Blast from the Past / Closing Chapters
- Feb 8, 2018
- 3 min read

It was the end of the summer of 2014. The gushes of air whisked against my face. With the window panes rolled down, there were no distracting gleams from the admiration of the sights to behold. Every part of my face glaciated, but I had no cares about it. I rammed my eyes shut as I savored this moment of transient bliss. It didn’t take much energy to rest my eyes after the taxing they endured from all the warm, salty tears streaming from my eyelids earlier that night. While it seemed endless earlier, there were no more tears left now. There was just numbness skirting from my fingers to my toes. I was chill to the bone, but I muted my lips, because I delighted in basking in any feeling whatsoever. Every little detail absorbed into my head like a sponge. The strands of my hair gorged into my mouth from the wind. I traced my fingers on the dark, leather seats below me one last time. A part of me felt like I was lost in daydream, adventuring in this familiar car jam-packed with my dearest friends. The melody of our laughter crescendoed into the skies as those closest to me soldiered on while battling their own silent despair at my departure in the morning. Dashing through the streets of San Francisco at midnight, they knew that these kind of night drives were always my favorite. It was the perfect way to celebrate my last night at home before leaving behind all that I knew to journey on a fresh adventure in college.
Strung up bulbs dangling from the ceiling, polaroid photos dispersed across the coffee table, and succulents adorned the dining room. I walked into the living room and was welcomed by the beaming smiles of everyone who had the greatest impact on life in the last seven years. I would later find out that all these decorations were gifts from everyone to decorate my dorm room. They all knew me too well. After devouring my favorite foods, it was now sharing time. One by one each person prepared a speech about when they first met me. Sentimental tones radiated the words shared about how my relationship with each of them developed, the specific attributes they were thankful for, and excitement about what God had in store for me.
“We’re not going anywhere. We’ll always be your home,” one of them summed up.
Tears of joy and sorrow streamlined down my face. One by one, their words tumbled down and penetrated my heart. The heaviness squeezed it like a sponge and I couldn’t hold back any longer. I despised crying in front of people, but I couldn’t stop the tears from tumbling. I didn’t want to leave everyone in this room who has seen all the good, bad, and ugly. I couldn’t imagine stumbling across any strangers who could love me so well like the way they all did, but I knew it was time to close this chapter and start a new one.
After the squeezing of hugs and exchange of aching goodbyes, my four closest friends and I lingered on the sidewalk. Their gentle smiles calmed me as I could tell there was one last surprise.

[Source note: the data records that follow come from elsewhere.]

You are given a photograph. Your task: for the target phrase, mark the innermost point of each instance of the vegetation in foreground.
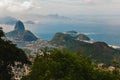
(9, 54)
(63, 65)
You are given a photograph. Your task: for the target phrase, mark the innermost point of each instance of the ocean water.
(111, 39)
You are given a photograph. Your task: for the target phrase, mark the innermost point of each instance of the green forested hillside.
(98, 51)
(9, 53)
(63, 65)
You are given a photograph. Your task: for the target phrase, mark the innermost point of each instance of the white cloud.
(16, 5)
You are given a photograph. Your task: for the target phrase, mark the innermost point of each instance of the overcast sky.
(62, 7)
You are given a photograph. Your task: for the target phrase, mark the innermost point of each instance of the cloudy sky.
(62, 7)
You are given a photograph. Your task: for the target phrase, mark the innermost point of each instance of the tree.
(9, 53)
(63, 65)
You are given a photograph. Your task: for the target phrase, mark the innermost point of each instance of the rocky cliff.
(19, 33)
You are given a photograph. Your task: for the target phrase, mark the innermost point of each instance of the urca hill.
(19, 33)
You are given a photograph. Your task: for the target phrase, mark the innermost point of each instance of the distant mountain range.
(20, 34)
(8, 20)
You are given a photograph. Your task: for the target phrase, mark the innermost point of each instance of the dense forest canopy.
(9, 53)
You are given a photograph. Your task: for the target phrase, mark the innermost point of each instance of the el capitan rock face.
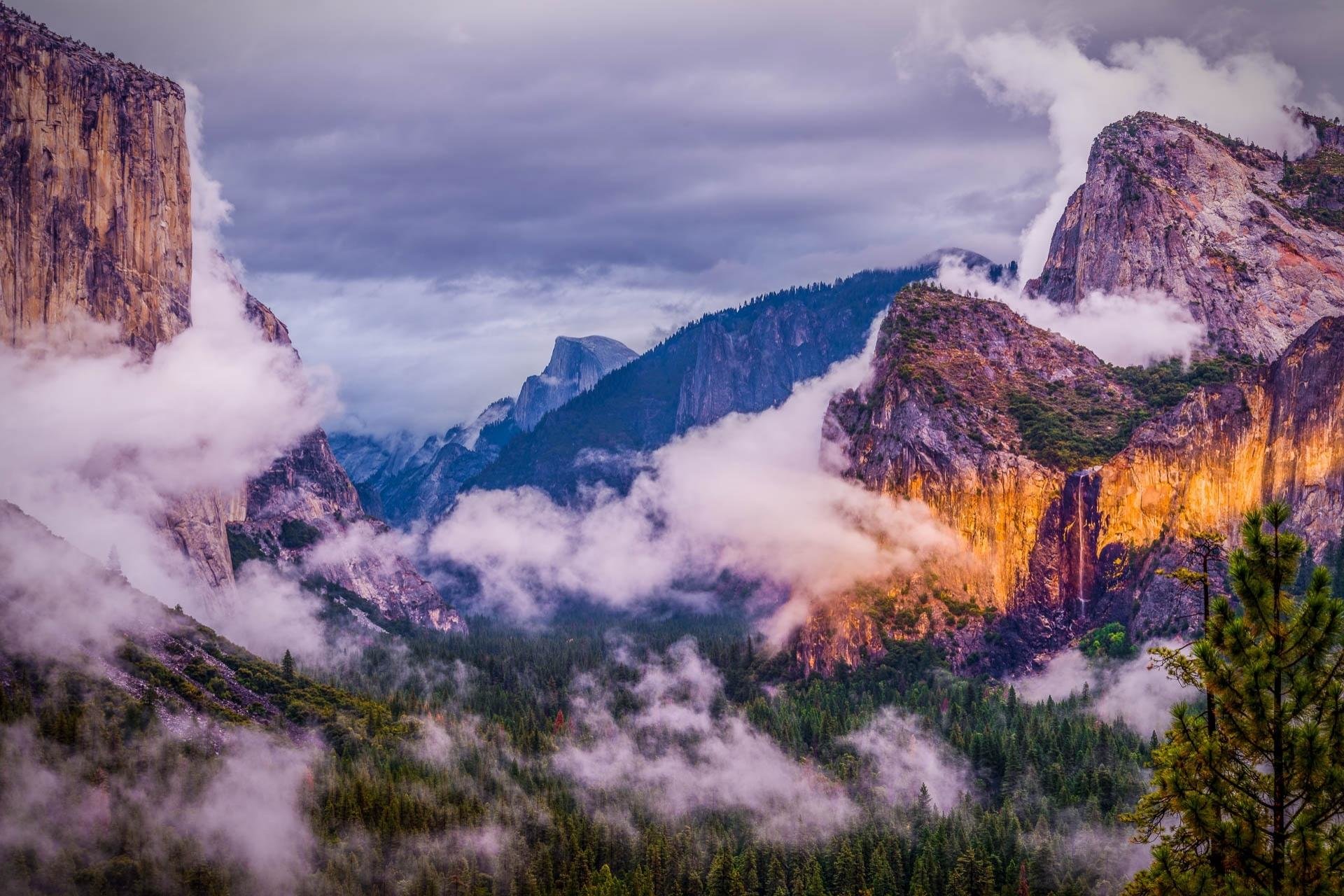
(1170, 206)
(96, 186)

"How about one more adventure, Victoria?", they asked. Of course, they already knew the answer.
Flying through all the familiar streets that night, I marveled at all the intricacies of San Francisco. I breathed in deeply the air as I breathed in deeper the way the city lights twinkled over the height of all the skyscrapers. As we passed by the bridge down by the pier, I tried to fixate on that one particular snapshot. I knew there weren’t going to be a bridge like this lit up where I was heading. Just like the rushing car swooshing by the sight I called home, the fading memory of every restaurant and store flew by quick while simultaneously in slow-motion. The night was young and my city was alive. I was lost in a daydream. Yet, I knew that in several short hours, I would be found and awaken back into reality. The sunbeams will rise as the dawn of unknowns in the horizon was my future.